A hot job market for 2007 graduates
||Carol C. Bradley
||June 25, 2007
A remarkable 88 percent of the University of Notre Dame’s class of 2007 graduated with plans in place for employment or further education, according to the annual survey of graduates conducted by the Office of Institutional Research.
The job market has been hot for Notre Dame’s new grads, says Lee Svete, director of the Career Center.
“Only 12 percent are still seeking employment. That’s the lowest (percentage) in years,” he says. “Last year we had 14 percent seeking at this time, the year before that, 18 percent.”
Job activity was strong in financial services, health care, consulting and investment banking, he says. “Technology came roaring back, and advertising, communications and media were strong.” Hiring was also up in the field of homeland security.
Starting salaries are up as much as eight to 10 percent over last year as well, Svete notes. Engineering graduates received the highest median salary offers at $57,500, followed by business ($55,000), science ($53,000), architecture ($45,500) and Arts and Letters ($45,000).
Thirty-five percent of graduates have accepted employment offers, and another 34 percent plan to attend graduate or professional schools, according to Svete. Of those who were surveyed, 17 percent will go on to graduate school or other advanced education; 11 percent will be attending law school, and another five percent medical or dental school.
The quality of Notre Dame’s graduates is reflected in the high rate of acceptance into graduate and professional programs. In business, 96 percent of grads were accepted into at least one program of their choice, while 92 percent of Arts and Letters graduates were accepted. Engineering (93 percent) and science (87 percent) also had high acceptance rates.
In addition, about 200 students (11 percent) have chosen to do one or two years of service rather than accepting a job offer. “It’s incredible in this economy for 200 students a year to give up a lucrative career to make a difference in the world or in people’s lives,” Svete says.
The pace of job activity came as no surprise to Svete – things have been busy at the Career Center all year, with the office handling a record-breaking 4,600 appointments with students and young alumni. The annual Career Fair at the Joyce Athletic and Convocation Center also broke records, with 171 employers and 375 recruiters attending.

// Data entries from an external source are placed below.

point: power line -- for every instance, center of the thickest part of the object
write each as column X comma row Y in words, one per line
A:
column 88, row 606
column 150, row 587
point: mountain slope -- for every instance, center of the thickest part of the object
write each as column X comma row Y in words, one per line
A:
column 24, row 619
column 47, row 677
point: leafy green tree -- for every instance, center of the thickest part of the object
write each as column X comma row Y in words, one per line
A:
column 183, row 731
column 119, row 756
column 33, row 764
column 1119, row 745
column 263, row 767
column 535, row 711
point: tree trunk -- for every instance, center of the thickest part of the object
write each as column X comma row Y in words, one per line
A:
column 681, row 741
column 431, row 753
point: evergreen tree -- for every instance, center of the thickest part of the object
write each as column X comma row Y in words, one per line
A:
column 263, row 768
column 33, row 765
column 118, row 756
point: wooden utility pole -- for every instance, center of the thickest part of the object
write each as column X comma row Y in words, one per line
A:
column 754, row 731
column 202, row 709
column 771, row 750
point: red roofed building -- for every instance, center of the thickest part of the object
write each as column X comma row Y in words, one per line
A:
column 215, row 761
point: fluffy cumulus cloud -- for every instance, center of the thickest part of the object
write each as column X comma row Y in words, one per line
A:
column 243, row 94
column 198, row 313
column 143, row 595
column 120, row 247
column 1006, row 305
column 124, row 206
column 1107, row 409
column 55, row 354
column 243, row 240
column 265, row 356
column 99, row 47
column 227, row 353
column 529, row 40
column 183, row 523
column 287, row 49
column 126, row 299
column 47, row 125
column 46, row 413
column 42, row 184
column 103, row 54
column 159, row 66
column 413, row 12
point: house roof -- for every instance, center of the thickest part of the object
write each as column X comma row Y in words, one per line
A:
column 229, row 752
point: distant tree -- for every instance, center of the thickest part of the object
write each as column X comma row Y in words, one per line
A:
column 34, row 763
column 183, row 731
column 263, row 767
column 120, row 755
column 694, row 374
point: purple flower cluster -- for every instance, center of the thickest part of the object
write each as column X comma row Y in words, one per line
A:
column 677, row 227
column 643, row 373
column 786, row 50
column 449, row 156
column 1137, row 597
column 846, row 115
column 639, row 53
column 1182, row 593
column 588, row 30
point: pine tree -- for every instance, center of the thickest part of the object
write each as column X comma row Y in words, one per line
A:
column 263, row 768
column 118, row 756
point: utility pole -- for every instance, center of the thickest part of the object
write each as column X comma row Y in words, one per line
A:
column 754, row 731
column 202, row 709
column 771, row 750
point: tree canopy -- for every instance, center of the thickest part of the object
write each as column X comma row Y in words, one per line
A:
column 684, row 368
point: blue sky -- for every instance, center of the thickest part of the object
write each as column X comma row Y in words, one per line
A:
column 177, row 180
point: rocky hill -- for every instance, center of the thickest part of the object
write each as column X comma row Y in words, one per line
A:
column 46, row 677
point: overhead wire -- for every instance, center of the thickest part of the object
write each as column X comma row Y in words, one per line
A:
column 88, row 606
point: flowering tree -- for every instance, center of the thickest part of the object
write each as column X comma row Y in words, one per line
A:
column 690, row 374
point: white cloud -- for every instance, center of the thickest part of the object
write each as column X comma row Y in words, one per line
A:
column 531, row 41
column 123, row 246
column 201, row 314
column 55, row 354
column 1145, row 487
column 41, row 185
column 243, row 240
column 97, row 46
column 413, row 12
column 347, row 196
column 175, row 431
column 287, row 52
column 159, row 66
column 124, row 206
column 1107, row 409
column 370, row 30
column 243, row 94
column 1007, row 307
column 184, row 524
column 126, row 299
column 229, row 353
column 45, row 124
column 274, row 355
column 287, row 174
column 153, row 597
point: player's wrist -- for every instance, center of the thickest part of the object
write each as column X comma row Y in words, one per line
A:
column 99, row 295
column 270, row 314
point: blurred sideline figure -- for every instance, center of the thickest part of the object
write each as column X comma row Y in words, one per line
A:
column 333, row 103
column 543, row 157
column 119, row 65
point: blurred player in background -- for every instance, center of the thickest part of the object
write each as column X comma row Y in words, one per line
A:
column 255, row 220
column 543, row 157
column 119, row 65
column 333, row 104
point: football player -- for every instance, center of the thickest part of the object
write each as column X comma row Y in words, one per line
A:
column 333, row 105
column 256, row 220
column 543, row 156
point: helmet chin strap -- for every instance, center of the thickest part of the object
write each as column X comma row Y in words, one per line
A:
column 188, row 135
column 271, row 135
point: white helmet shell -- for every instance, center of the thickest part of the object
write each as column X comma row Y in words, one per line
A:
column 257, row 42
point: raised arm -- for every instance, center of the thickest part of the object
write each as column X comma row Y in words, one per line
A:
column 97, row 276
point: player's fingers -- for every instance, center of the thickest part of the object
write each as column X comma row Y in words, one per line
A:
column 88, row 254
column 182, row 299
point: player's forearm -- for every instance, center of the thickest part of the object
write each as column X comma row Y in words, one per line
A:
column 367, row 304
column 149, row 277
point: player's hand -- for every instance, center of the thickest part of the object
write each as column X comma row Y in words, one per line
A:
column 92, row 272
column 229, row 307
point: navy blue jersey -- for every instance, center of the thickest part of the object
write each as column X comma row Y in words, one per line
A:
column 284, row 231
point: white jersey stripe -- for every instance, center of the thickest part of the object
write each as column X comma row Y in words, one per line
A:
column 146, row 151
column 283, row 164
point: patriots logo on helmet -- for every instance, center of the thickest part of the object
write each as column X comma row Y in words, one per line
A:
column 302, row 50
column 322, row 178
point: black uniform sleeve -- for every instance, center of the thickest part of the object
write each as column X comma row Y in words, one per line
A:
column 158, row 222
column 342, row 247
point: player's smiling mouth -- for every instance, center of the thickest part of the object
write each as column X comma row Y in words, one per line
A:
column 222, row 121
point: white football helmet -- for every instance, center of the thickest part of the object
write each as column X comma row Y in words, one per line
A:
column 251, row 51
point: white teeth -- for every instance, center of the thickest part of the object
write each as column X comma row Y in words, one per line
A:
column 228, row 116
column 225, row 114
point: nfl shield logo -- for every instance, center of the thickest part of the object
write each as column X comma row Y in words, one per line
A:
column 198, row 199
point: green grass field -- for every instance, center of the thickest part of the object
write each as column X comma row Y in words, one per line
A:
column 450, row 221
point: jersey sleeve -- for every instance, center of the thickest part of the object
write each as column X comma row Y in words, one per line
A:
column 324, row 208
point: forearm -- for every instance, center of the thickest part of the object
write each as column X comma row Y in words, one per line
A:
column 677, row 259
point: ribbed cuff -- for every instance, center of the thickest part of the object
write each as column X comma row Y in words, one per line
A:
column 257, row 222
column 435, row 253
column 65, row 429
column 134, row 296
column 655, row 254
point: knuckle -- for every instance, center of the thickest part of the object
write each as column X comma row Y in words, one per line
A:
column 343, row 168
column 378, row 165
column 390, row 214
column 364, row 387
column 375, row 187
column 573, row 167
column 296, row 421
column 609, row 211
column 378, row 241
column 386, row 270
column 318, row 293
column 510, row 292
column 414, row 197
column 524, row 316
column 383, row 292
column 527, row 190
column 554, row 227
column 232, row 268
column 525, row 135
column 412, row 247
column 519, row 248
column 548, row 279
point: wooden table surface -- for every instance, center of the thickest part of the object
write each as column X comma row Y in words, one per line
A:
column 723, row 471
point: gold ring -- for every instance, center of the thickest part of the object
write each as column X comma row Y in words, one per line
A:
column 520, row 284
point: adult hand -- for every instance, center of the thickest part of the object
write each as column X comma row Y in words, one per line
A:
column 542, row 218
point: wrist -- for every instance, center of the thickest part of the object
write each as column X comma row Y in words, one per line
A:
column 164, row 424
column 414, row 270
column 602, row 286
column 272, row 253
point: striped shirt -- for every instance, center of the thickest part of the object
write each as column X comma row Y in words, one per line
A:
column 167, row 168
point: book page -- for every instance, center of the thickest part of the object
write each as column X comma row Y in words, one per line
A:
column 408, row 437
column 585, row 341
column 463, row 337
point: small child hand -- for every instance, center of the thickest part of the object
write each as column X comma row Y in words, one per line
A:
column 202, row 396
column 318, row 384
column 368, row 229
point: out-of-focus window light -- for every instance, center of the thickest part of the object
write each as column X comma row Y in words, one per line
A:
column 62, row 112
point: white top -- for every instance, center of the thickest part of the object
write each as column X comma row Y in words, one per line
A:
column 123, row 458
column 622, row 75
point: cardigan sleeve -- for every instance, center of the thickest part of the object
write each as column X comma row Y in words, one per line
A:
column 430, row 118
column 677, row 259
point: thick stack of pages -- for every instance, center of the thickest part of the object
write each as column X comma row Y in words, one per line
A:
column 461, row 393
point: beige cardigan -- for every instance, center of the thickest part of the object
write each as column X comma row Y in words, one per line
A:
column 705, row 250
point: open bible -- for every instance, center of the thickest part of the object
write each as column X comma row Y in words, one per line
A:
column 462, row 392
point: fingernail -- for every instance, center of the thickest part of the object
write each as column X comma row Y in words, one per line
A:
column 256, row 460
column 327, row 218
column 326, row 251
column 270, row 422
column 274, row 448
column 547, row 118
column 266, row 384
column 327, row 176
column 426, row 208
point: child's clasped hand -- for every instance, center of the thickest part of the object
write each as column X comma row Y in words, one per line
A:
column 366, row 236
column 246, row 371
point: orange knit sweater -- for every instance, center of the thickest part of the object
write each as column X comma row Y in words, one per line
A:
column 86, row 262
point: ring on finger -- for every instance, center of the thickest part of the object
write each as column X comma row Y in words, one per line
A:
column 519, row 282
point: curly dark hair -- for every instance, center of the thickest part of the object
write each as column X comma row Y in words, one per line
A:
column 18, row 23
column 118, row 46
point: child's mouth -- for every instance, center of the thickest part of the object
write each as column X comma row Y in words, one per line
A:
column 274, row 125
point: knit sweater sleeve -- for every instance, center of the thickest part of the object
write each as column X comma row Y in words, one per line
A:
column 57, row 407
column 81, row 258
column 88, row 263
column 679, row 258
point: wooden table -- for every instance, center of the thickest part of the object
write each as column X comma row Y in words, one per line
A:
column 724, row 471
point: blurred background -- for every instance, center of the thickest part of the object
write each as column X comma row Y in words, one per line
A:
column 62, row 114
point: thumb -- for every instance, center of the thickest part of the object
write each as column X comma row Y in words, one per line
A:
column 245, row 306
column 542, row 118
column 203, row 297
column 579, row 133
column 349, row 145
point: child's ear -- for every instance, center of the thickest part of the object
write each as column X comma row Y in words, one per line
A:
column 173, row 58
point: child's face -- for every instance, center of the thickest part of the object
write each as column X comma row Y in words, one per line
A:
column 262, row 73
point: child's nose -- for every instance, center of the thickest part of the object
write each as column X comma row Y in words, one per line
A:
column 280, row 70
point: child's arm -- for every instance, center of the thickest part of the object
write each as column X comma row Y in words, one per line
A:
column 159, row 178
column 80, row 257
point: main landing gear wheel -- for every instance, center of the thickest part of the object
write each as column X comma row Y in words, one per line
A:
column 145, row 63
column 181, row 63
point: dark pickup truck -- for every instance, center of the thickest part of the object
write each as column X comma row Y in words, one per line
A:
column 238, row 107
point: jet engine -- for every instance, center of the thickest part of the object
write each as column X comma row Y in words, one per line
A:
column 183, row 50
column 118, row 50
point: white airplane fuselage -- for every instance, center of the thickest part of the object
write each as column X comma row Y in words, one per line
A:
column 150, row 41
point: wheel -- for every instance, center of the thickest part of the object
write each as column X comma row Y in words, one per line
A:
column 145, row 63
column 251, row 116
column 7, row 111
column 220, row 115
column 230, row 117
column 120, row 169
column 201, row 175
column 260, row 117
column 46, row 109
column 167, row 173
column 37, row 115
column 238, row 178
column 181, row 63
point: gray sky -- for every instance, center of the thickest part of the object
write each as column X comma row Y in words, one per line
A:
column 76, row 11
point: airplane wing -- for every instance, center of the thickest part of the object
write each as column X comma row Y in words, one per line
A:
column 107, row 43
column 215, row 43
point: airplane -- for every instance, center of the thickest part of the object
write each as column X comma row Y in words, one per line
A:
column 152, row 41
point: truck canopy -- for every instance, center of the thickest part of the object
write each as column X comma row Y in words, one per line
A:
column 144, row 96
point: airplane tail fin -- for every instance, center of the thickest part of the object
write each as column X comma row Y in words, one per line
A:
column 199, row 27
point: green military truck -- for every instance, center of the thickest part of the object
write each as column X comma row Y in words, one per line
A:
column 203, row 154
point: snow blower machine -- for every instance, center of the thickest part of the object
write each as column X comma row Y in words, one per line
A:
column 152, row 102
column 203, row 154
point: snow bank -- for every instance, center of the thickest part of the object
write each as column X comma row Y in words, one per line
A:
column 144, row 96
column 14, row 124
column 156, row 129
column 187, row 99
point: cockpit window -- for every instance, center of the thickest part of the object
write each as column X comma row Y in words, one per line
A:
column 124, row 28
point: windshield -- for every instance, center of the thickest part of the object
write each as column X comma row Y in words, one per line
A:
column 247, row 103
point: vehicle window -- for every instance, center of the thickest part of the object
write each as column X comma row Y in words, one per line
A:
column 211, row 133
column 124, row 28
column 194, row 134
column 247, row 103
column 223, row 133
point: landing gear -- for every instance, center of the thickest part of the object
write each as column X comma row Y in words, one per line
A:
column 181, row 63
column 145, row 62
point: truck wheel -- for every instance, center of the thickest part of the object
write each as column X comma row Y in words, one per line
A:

Graduates also had greatly expanded opportunities for networking. This year seniors were granted, for the first time, full access to Irish Online, the Alumni Association’s directory of alumni. “That opened up contacts with 100,000 alumni, which expanded networking threefold,” Svete says.
The fact that some graduates are still looking for jobs shouldn’t be alarming, either to graduates or their parents, Svete points out. Some types of employers, particularly those in publishing and graphic design, hire later than others. The number of architecture graduates with jobs jumps from 50 percent in March to 100 percent by the end of June, he says. “It’s based on the supply and demand of business.” For some types of positions – those in homeland security or the CIA – lengthy background checks are needed.
For parents of seniors, or soon-to-be-seniors, the message Svete has is preparation. “The key is the GPA, the leadership positions on campus, and interview/portfolio preparation.”
Encourage students to take advantage of the resources they have while on campus, he adds. “Volunteer. Get to know the faculty and staff. It’s hard for us to help if we don’t know about you. And study. You need that 3.0 or higher. And follow your passion, don’t just follow the economy.”
When Svete joined the staff in 1999, the Career Center handled 780 individual appointments with students. This year the number was up to 4,600. “But there are 8,400 students,” he says.